21世紀最大のIPOとも言われている郵政グループ3社のIPOが目前に迫っている。政府が株式の100%を保有している日本郵政 <6178> と、その金融子会社のゆうちょ銀行 <7182> 、かんぽ生命保険 <7181> の3社同時上場となり、市場からの調達資金は1兆円を超える見通しだ。

これは1998年のNTTドコモ <9437> の約2兆1000億円以来となる大型案件だ。


IPOは投資家にとってどんなメリット、デメリットがあるのか

なぜIPOがこれほどまでに投資家の注目を集めるのだろう。本当にIPOは投資家にとってメリットがあるのだろうか。まずはIPOの魅力を確認する。一般的にIPOを実施する企業は新興企業など歴史の浅い会社が多く、今後の業務急拡大が期待できる。

したがって、上場後の株価が大きく上昇する銘柄が多い。さらに、銘柄によっては上場後、数カ月の間に株式分割を行う企業が多いことに加え、公募価格(売出価格)は割安に設定される場合が多い。

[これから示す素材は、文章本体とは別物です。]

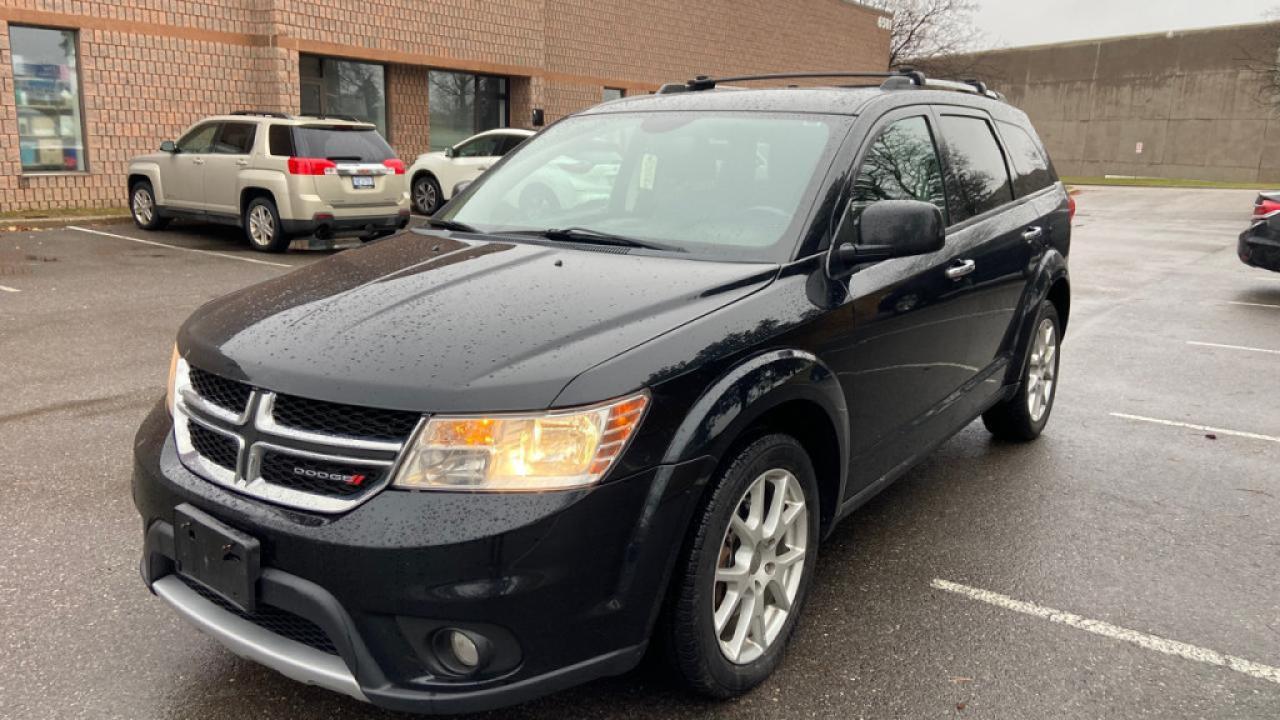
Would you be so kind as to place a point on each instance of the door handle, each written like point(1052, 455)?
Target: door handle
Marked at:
point(961, 269)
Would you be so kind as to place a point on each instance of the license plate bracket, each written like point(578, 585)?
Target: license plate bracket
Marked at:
point(218, 556)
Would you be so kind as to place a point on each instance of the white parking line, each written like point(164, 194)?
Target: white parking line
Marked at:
point(1233, 347)
point(1191, 427)
point(1115, 632)
point(227, 255)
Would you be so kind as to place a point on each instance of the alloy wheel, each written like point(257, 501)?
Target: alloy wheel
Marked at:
point(1042, 369)
point(144, 208)
point(760, 566)
point(261, 226)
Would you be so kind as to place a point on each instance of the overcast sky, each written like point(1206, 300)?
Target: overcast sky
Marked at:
point(1010, 23)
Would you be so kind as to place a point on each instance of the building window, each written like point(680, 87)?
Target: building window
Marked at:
point(464, 104)
point(343, 87)
point(46, 86)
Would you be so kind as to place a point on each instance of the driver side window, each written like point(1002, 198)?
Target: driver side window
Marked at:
point(200, 140)
point(901, 164)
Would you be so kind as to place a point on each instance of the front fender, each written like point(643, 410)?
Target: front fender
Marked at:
point(752, 388)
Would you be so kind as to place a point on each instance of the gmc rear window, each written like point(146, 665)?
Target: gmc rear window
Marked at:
point(341, 144)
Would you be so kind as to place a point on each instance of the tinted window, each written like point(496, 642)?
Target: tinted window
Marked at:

要するに今後の成長が期待できる企業の株を割安に入手することが可能ということになる。また、取得にあたっては手数料がかからないというメリットもある。

その一方でIPOならではの注意点があることも事実だ。上場直後は需給関係が安定せずに株価が一方通行となりぶれやすい。株価が居所を落ち着けるまでには数カ月を要することになる可能性も頭に入れておきたい。

また、最近では上場した直後から株価が下がり続けるケースが頻繁に見られる。ソーシャルゲームを手がけるgumi <3903> の場合はそればかりか業績の下方修正、情報開示の不手際などが続き、投資家からひんしゅくを買ったばかりか、「上場ゴール」という造語まで生まれた。

このようにIPOのなかには投資家に対する背信行為ともいえるものすらあることは頭に入れておきたい。

とはいえ今回の上場には名目がある。政府は、日本郵政グループ3社の株式上場で得る売却収益から4兆円を東日本大震災の復興財源に充てるとしている。新規上場時を含め、3回ほどに分けて株式を売り出す方針を公言しているため、売り出しの初回で失敗は許されないのだ。


申し込みまでのスケジュール

さて、日本郵政、ゆうちょ銀行、かんぽ生命保険のグループ3社の上場までのスケジュールを確認しておこう。

3社の上場予定日は11月4日だ。日本郵政は3億9600万株、ゆうちょ銀行は3億2995万3800株、かんぽ生命保険は5280万株が売り出される予定だ。

上場までに証券投資への専門性が高い機関投資家などからの意見をもとに仮条件が設定され、投資家に提示される。今回の場合、仮条件決定は3社とも10月7日が予定されている。投資家はこの仮条件を見て、その範囲内で希望価格を提示することになる。その後、投資家からの需要を把握し、市場動向にあった発行価格が決定されることになる。

日本郵政のブックビルディング期間は10月8日から10月23日、ゆうちょ銀行とかんぽ生命保険のブックビルディング期間は10月8日から10月16日だ。

こうした手続きを経て売出価格が決定されることになるが、決定日は日本郵政が10月26日、ゆうちょ銀行とかんぽ生命保険が10月19日の予定だ。申込受付は日本郵政が10月27日から30日、ゆうちょ銀行とかんぽ生命保険が10月20日から10月23日の予定だ。